Holiday Baking 2021: COVID Edition

 

Like everything in 2021, for everyone in 2021, holiday baking was a little different this year.  For the holidays 2020, I didn’t bake for work; everyone was remote.  I just shipped and dropped off to friends and family.  This year, baking for work was back on the table.  Yay.  However, packaging and delivery needed some upgrading.  In years passed, I would package everything by treat, but would also put a dozen or two of the same type in the same bag, unworried about people touching cookies they weren’t going to eat.  This year, pandemic hygiene required I package for individual consumption.  Which also means I had to label for individual consumption.  I mean how awful would it be to survive thus far in a pandemic only to be felled by a marshmallow?

So, I put on my big girl pants and took on the most difficult task I’ve ever attempted with holiday baking: mail merge labels.  It was dicey for a minute, but eventually I prevailed.  Now I can make my own puff pastry and mass produce labels.  How do you like them apples?

I also bought cool self-seal bags and a heat sealer.  I made just over 3,000 individual units in 2021 (less than some years, more than others).  Accounting for the shipped items that were packaged in larger amounts, I estimate I individually packaged about 2000 treats in pairs of two.  Sorry Mother Nature!  You’re welcome everyone else.

This year’s holiday packages included nine treats:

Peanut Butter Balls

Rum Butter Nuts

Sugar Cookies

Altoid Brownies

Triple Gingersnaps

Buttercrunch (by far the best recipe I’ve found for buttercrunch)
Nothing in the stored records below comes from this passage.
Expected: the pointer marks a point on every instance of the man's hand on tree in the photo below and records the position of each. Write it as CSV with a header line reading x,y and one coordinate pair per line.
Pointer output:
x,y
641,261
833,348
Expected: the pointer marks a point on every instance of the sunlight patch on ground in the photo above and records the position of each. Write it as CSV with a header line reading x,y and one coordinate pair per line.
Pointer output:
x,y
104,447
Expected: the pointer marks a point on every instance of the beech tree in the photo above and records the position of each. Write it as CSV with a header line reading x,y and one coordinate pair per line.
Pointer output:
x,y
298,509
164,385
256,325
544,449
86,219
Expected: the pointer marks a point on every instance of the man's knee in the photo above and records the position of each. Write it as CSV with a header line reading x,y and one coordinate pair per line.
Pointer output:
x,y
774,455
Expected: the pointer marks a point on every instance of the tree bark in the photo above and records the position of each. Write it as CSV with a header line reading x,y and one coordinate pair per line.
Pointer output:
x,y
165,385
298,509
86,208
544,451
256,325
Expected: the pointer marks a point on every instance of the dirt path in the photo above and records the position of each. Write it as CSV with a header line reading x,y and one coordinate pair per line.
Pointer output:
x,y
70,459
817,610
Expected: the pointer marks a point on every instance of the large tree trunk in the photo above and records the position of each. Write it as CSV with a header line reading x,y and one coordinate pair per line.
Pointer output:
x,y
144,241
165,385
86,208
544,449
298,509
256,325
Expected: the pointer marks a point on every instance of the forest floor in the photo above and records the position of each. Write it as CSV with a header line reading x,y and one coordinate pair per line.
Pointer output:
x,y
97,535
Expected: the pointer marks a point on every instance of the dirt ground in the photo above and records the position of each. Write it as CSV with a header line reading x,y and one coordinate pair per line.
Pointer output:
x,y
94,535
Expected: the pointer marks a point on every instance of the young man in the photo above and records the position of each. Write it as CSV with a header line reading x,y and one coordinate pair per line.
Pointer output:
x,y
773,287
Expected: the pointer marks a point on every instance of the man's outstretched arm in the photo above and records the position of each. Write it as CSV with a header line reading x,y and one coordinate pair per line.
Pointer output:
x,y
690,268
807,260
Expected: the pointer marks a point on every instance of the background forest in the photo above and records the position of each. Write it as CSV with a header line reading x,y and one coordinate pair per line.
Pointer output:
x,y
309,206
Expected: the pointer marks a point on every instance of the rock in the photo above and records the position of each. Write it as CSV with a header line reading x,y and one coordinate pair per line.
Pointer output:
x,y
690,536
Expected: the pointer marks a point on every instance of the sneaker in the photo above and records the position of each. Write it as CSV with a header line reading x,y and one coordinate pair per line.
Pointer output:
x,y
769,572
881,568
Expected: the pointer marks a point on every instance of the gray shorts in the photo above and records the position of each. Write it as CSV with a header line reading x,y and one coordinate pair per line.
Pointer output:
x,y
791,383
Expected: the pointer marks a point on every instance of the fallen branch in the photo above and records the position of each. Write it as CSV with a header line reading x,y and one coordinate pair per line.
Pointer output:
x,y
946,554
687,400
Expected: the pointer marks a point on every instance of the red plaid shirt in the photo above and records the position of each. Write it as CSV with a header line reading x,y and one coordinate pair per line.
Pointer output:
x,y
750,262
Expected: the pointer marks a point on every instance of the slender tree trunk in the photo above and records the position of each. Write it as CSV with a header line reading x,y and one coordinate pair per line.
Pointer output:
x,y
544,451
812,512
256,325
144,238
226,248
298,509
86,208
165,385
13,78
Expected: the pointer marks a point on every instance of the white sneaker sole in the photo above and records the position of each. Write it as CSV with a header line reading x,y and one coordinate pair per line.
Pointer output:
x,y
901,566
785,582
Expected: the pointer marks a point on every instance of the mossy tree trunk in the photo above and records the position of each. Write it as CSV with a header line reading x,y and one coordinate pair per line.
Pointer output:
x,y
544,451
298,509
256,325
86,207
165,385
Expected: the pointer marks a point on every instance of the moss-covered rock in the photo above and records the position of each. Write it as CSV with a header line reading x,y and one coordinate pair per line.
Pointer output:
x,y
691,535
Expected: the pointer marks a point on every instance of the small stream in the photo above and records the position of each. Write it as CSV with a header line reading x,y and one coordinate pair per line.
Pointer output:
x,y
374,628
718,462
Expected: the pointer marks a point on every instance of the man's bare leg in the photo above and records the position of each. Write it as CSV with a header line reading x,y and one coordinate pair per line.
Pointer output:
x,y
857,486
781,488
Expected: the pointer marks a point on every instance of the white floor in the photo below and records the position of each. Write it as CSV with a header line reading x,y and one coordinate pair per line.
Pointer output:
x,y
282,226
Smoresmallows (no recipe but maybe soon)

Holidays also no recipe.  These turned out only about half the time.  Clearly the recipe is not ready to be shared.

The lineup:

Because everything that went to our respective places of work was packaged in pairs, I needed a portable way to transport all the goodies that didn’t get shipped.  Enter the reusable shopping bag.  If I’d had my act together I would have had them personalized.  Luckily, Erin Condren (fellow Bruin) came to the rescue with personalized tags that were cooler.

I can’t remember how many bags we filled (thank you Qunicy Plotts), but of course, I didn’t take a picture of the full load.

About midway through holiday baking this year, it occurred to me that it might make more sense personally to make holiday baking an every-other-year sort of thing.  In retrospect, my fall 2021 was a little nutty.  So, I’m still considering the idea.  Luckily I have a few months before I have to kick the machine back into motion.